On a sunny February day in Chenji township of Hefei, when the bell rings, students file out of classrooms to the playground, one running after another, enjoying every bit of the warmth that the early spring has offered.
Behind the laughter and clamor, however, the village surrounding the school seems quiet, since many young people left to work in cities. Chenji township, located on the north side of Hefei, is one of the poorest areas in the region. Eighty percent of the children in town are left-behind children.
The Sunshine Primary School, set up by Chen Wanxia in 2006, works with 130 children who are left behind by their migrant parents. Ninety choose to board at the school, going back home twice a week.
"We are teachers while holding a textbook, and we become 'mothers' when putting it down," Chen said. The teaching staff includes college graduates as well as experienced teachers from other voluntary schools.
"The school is the children's home, so teachers are sort of like their moms," Chen said.
The Sunshine Primary School has turned out to be very popular for farmers, and it received over 300 students at its largest scale four years ago.
In July 2012, Chen was named one of the most remarkable teachers in rural China by China Central Television and Guangming Daily. And she was elected as a deputy member of Hefei Municipal People's Congress.

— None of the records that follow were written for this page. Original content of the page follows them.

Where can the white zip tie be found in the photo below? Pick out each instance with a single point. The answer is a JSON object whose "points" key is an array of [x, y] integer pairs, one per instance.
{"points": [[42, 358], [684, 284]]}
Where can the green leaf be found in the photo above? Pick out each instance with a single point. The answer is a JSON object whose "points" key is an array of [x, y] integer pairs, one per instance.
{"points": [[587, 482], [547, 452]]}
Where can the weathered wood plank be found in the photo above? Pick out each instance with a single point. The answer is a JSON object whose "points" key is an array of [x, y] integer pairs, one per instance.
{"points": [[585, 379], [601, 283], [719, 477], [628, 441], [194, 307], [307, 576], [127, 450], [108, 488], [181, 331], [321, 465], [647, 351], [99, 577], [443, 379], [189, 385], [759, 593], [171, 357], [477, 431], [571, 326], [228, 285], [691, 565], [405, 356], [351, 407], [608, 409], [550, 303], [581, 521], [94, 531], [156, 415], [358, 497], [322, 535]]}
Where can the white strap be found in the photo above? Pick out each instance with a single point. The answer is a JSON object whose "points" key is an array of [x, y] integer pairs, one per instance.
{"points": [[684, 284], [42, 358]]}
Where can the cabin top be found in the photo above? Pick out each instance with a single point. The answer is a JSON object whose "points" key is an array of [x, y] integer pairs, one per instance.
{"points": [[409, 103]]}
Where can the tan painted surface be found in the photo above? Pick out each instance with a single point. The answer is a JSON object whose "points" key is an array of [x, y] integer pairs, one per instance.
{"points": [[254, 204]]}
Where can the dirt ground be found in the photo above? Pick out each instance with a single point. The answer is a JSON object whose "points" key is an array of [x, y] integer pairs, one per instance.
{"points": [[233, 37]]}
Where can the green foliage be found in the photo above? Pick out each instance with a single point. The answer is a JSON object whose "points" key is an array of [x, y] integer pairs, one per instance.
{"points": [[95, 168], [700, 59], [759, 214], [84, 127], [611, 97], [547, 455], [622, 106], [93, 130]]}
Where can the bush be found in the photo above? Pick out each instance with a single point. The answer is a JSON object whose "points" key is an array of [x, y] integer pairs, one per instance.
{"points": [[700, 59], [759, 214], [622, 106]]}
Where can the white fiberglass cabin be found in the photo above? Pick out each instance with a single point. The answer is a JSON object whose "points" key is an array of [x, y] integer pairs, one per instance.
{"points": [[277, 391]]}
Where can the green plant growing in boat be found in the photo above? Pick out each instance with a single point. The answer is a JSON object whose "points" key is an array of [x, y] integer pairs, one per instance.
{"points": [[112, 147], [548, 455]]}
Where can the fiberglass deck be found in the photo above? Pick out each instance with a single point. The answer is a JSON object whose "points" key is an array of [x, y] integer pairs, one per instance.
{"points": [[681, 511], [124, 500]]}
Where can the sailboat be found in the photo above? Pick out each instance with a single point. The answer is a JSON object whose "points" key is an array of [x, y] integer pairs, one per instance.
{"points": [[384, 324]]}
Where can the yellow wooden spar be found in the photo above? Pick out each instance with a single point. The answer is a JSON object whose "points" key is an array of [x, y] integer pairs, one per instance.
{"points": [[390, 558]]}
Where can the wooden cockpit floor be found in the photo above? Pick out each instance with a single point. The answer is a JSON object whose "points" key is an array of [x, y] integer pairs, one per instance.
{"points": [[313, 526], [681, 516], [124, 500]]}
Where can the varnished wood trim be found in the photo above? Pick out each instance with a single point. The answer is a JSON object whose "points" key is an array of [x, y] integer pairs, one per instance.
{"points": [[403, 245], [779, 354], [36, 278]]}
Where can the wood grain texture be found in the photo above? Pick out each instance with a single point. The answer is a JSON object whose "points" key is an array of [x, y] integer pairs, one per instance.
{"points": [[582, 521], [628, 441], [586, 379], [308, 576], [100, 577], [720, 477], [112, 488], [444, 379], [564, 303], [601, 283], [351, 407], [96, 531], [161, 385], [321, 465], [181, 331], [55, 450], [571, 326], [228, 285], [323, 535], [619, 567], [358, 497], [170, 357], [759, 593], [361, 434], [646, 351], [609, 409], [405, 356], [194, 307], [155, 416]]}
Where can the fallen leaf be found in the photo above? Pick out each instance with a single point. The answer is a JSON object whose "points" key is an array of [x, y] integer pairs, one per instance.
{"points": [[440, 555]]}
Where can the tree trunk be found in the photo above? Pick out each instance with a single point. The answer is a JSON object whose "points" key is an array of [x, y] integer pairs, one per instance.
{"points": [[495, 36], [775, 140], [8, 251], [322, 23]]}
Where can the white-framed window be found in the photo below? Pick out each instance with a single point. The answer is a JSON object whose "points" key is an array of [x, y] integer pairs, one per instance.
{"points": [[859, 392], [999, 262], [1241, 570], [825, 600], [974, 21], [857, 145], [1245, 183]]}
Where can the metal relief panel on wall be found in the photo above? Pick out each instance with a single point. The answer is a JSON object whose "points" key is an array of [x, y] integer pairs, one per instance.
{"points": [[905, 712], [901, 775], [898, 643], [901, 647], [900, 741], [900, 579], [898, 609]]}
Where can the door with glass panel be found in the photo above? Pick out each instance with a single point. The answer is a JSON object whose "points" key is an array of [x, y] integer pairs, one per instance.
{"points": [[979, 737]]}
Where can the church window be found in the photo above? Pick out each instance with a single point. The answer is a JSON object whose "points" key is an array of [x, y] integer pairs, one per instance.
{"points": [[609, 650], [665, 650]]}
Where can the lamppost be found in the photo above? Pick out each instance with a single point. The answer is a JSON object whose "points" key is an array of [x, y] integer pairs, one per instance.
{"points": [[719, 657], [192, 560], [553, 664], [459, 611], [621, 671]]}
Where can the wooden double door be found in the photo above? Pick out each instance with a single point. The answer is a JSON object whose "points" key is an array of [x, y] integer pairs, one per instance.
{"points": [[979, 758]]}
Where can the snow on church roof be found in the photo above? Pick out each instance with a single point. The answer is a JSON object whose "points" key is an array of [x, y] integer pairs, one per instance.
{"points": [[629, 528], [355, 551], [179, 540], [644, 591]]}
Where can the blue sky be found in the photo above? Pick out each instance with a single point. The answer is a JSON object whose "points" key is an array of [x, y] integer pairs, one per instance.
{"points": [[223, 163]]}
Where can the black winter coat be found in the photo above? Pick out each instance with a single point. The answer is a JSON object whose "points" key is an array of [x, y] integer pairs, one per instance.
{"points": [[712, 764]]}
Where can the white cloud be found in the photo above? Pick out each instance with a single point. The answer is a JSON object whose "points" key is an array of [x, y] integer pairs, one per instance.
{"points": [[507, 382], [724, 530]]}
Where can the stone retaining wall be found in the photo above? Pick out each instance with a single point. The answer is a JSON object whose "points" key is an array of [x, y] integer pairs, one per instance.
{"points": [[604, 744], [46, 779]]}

With the urbanization and improvement of family's living conditions in the past two years however, the school has seen a declining number of students as some of them were taken to cities by their parents.
This has caused a problem - it's becoming harder to keep the school running.
Chen said the school could barely make ends meet as one third of the students receive free tuition, with the remaining two thirds paying 2,900 yuan ($420) per semester. The school pays its 18 staff 40,000 yuan ($5,799) per month.
Moreover, the school is now over 300,000 yuan in debt as money has been used to renovate buildings and dormitories.
"It's pretty tough times right now, but I will fight (to protect the school) as long as there are students," Chen said.